Whether the INa density increase mediated by both β1- and β3-subunits was also accompanied by alterations of other Nav1.7 biophysical properties was also assessed. The voltage dependence of macroscopic INa activation and inactivation (see Materials and Methods) of Nav1.7 in the absence and presence of each β-subunit was recorded and analyzed. The co-transfection of the β1-subunit significantly shifted the V½ of steady-state inactivation toward depolarized potentials by ~5.8 mV, but had no influence on V½ of activation (Figure 2A and Table 1). The β3-subunit shifted the V½ of inactivation toward depolarized potentials by ~3.5 mV and the V½ of activation toward hyperpolarized potentials by ~3.7 mV (Figure 2C and Table 1). Neither the β2- nor β4-subunits affected Nav1.7 voltage dependence of activation or inactivation (Figures 2B,D and Table 1).

Figure 2

The influence of β1- and β3-subunits on Na Normalized currents for both activation and steady-state inactivation (see Materials and Methods) are plotted against the test potential. Each panel compares Nav1.7 alone to Nav1.7 co-expressed with individual β-subunits. A minor but significant effect on the V½of activation was observed for β3-subunit (n = 17, hyperpolarizing shift, p < 0.05) co-expression as compared to Nav1.7 alone (n = 81). β1- (n = 39), β2- (n = 25) and β4-subunits (n = 13) did not modify the V½of activation of Nav1.7. The effect on the V½ of inactivation was highly significant for β1- (n = 51, depolarizing shift with p < 0.0001) and β3-subunit (n = 18, depolarizing shift with p < 0.0001) compared to Nav1.7 alone (n = 92); whereas β2- (n = 43) and β4-subunits (n = 20) had no effect. Individual points are the mean ± s.e.m. of the normalized current at each voltage point. The smooth curves are Boltzmann fits whose equations give both the V½of activation and inactivation (midpoints) and their associated slope factors (see Materials and Methods). The V½ of steady-state activation and inactivation comparing Nav1.7 alone vs. the co-expression with each subunit were tested by One-Way ANOVA followed by Bonferroni's multiple comparison tests. Values and statistics can be found in Table 1.

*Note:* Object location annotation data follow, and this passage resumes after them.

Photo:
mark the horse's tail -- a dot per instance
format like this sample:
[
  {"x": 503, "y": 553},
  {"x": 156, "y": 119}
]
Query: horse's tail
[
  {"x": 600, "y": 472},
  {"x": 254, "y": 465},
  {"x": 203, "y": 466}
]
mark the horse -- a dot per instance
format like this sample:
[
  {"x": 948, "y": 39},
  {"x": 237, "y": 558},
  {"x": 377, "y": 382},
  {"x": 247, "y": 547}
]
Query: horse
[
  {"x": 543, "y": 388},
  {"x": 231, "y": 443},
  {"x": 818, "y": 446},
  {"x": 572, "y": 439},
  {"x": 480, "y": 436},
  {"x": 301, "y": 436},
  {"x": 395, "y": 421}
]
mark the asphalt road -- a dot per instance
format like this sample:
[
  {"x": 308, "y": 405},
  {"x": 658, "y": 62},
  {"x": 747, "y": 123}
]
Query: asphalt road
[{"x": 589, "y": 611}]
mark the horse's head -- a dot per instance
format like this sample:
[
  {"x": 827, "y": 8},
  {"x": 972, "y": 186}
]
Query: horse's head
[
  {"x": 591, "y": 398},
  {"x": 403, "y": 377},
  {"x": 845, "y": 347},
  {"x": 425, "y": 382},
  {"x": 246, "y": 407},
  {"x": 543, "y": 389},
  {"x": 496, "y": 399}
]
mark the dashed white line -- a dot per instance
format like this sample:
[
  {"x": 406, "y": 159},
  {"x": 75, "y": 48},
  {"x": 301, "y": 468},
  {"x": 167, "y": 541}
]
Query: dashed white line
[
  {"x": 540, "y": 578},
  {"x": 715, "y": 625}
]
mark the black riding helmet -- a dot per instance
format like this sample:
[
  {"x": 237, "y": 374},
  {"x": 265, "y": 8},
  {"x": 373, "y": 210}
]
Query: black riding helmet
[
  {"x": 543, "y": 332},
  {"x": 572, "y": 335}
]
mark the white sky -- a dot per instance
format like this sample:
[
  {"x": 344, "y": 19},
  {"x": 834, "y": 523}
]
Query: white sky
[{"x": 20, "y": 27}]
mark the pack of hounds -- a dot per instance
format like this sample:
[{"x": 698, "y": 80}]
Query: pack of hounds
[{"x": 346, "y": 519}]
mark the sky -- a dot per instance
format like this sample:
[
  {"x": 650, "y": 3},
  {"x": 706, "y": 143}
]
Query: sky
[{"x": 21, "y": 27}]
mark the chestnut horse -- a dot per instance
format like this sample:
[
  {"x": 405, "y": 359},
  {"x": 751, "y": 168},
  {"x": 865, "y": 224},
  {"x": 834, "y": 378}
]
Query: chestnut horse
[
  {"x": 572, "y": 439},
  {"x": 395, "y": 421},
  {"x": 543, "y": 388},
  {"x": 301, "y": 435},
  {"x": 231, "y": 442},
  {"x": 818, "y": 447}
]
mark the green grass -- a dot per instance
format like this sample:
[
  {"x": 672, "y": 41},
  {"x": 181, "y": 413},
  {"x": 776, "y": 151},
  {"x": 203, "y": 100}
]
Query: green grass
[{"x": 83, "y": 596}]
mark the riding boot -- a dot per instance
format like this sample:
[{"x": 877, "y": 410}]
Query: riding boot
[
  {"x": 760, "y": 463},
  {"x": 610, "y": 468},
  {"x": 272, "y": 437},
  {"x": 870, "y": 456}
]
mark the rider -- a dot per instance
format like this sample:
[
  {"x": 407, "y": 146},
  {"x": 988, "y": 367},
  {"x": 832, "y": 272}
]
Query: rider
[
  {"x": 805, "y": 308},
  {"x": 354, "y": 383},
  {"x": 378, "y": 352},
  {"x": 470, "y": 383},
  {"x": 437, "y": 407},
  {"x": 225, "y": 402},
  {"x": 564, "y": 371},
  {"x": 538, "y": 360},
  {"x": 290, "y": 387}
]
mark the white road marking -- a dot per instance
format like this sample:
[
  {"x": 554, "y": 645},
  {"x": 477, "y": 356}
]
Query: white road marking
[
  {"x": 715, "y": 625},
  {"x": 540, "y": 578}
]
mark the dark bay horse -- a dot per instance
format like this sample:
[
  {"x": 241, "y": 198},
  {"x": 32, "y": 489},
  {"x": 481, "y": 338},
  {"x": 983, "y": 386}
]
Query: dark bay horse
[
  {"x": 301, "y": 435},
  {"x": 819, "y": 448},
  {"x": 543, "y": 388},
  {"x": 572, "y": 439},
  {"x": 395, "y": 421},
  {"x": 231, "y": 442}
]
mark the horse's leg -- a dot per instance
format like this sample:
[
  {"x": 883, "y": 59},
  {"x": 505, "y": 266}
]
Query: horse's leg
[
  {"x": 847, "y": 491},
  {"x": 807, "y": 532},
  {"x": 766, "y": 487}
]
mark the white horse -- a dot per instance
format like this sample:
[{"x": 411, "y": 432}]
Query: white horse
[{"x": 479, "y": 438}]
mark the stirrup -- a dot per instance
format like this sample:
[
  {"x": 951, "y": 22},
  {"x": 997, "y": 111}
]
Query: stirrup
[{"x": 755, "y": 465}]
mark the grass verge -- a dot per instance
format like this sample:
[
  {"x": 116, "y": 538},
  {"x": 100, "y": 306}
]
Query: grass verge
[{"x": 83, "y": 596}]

The influence of the β-subunits on recovery from inactivation (RFI) was also tested. Because the RFI relationships could not always be fitted with the exponential functions to the same degree, an interpolation from a linear relation between the 2 points juxtaposing half recovery to obtain the half-time (t½) of RFI was used. Only the β1-subunit significantly hastened t½ of RFI to 6.19 vs. 7.55 ms for the control (Figures 3A–D and Table 1).

Figure 3

Only β1-subunit significantly increases Na RFI from HEK293 cells transfected with Nav1.7 alone or co-transfected with individual β-subunits. Smooth curves were fitted incorporating a geometric weight to arrive at the final curve (no equation) and the t½ was calculated by interpolation on the x-axis from a linear relation between the 2 points juxtaposing half recovery (y1 < 0.5 < y2, see Materials and Methods). Only when co-expressed with β1-subunit (n = 27, p < 0.01) was Nav1.7 RFI significantly faster as compared to Nav1.7 alone (n = 72). β2- (n = 34), β3- (n = 16), and β4-subunits (n = 19) did not significantly alter RFI when co-expressed with Nav1.7. Individual points are the mean ± s.e.m. of the normalized current at each time point. Non-parametric One-Way analysis of variance (Kruskal-Wallis test) with Dunn post-hoc tests to compare each subunit co-expressed with Nav1.7 vs. Nav1.7 alone.

As only minor modifications of the INa biophysical properties were observed, it is unlikely that the 2-fold increase in the Nav1.7 current density mediated by β1- and β3-subunits is only due to alterations of the single channel properties. Whether the increase of the Nav1.7 current may have been due to an increase in channel synthesis was investigated. Nav1.7 mRNA levels remained unchanged with β-subunit co-transfection, as observed by q-RT-PCR (Figure 4), discounting this hypothesis.

Figure 4

Na. Bar graph showing transcriptional levels of Nav1.7 in control conditions (co-transfected with empty vector) over Nav1.7 levels when cells were co-transfected with each individual β-subunit. Transcripts were normalized to GAPDH and run in triplicate. Data represent the mean ± s.e.m., n = 3 independent transfections for every condition.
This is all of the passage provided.